Jediel Yew is a Secondary 4 student who underwent an internship at Science Centre Singapore (SCS) in 2016. He has written this blog post during his internship at SCS.
Aren’t scientists the nerdy chaps in lab coats and safety goggles? Well, stereotypically, yes. But there’s more than meets the eye.
Underneath their unkempt hair, the coffee-stained shirt, and the big, round glasses, is a wild spirit, an insatiable thirst, an obsession for discovery.
Yet these remarkable traits are not exclusive to these peculiar personas.
Take charge of your learning
BBC presenter Professor Brian Cox once said: “We have to take responsibility of our own understanding.”
Why is that important?
Well, being responsible for your learning gives you the opportunity to discover for yourself, what life truly is – and better understand your community, people and the world around you.

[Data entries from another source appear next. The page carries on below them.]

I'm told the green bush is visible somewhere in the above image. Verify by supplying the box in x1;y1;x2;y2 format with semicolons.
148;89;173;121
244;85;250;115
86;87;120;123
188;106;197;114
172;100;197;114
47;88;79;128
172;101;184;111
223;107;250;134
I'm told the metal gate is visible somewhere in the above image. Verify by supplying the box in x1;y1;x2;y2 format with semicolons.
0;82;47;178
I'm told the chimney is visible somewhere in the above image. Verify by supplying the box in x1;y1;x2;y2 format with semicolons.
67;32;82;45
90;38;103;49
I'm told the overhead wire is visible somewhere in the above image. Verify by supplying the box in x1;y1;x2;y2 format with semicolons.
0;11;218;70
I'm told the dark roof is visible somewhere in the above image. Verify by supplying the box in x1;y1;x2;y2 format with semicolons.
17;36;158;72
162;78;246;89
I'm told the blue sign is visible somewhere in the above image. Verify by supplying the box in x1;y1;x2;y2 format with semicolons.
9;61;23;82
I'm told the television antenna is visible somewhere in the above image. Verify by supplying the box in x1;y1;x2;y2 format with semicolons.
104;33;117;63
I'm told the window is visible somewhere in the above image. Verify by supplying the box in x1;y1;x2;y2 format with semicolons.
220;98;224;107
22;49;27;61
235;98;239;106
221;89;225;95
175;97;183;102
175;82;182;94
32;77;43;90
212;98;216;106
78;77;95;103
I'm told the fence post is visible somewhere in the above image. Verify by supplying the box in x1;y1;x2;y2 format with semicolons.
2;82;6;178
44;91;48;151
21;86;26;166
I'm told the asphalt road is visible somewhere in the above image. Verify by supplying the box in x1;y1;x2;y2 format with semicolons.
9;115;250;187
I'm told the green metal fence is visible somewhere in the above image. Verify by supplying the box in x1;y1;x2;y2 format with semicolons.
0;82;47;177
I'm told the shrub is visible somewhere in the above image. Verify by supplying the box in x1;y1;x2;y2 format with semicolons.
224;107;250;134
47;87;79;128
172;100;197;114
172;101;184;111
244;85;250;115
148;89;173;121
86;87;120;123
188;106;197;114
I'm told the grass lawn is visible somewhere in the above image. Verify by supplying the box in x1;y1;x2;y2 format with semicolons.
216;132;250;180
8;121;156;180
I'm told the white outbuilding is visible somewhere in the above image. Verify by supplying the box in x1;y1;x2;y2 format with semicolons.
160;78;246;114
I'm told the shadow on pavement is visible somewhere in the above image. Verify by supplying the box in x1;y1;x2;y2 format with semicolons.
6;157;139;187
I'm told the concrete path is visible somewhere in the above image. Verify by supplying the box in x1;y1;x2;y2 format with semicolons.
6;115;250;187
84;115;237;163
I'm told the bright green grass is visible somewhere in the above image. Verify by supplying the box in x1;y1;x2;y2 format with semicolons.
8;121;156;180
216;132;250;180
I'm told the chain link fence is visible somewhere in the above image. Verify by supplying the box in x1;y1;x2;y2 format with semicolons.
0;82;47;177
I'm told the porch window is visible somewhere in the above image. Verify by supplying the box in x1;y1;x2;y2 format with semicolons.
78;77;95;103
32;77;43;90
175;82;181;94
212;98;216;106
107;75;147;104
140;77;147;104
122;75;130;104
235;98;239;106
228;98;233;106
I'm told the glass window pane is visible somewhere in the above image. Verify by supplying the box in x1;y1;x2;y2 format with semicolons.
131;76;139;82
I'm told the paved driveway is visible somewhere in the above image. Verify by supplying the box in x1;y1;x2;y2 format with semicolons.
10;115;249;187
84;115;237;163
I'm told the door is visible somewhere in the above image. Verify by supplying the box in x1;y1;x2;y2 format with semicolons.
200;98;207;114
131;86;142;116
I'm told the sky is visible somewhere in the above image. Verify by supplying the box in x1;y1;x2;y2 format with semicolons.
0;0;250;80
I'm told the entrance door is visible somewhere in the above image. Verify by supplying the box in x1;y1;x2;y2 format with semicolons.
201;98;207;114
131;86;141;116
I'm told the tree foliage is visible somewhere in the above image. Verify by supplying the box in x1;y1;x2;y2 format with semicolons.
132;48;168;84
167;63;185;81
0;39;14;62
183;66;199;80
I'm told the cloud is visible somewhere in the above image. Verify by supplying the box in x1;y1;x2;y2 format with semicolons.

This couple make a great example.
The Millennium Adventure tells the story of legendary investor and billionaire, Jim Rogers, who alongside his fiancée, Paige Parker, travelled through 116 countries, including many where most have rarely ventured, such as Angola, Congo and East Timor.
On what many would consider the ultimate road trip, their goal was to experience as much adventure as they could, to learn more about the world outside their boundaries.
They drove through war zones, deserts, jungles, epidemics, and blizzards.
Surviving by the skin of their teeth, they camped with nomads and camels and ate all sorts of things! From silkworms and, iguanas to termites and porcupines… you name it, they ate it.
One of their defining moments was when they were held at gunpoint in Angola. Staring down the barrel of a gun, they began to think of possibilities (even as they stared death in the eye!).
Jim whipped out a polaroid camera that Paige used as a friend-maker, taking photos of Jim with the young soldiers who were ecstatic at seeing pictures of themselves (something they had apparently never experienced before).
Defining moments allow you to learn more about yourself and build your character, to become a better you. It is these moments that shape us to be who we are and what we do. If we do not seize the opportunity to get out of our comfort zones to teach ourselves, then who will?
No amount of education in Singapore will be able to ignite passion, or frontier a new discovery simply because such baseline education only serves as a foundation for your learning. What you choose to build on it and how you do it all has to start with you.
When Jim Rogers chose to embark on his journey, he gained a new perspective. He saw the real world from the ground up, the most transparent point of view anyone can get.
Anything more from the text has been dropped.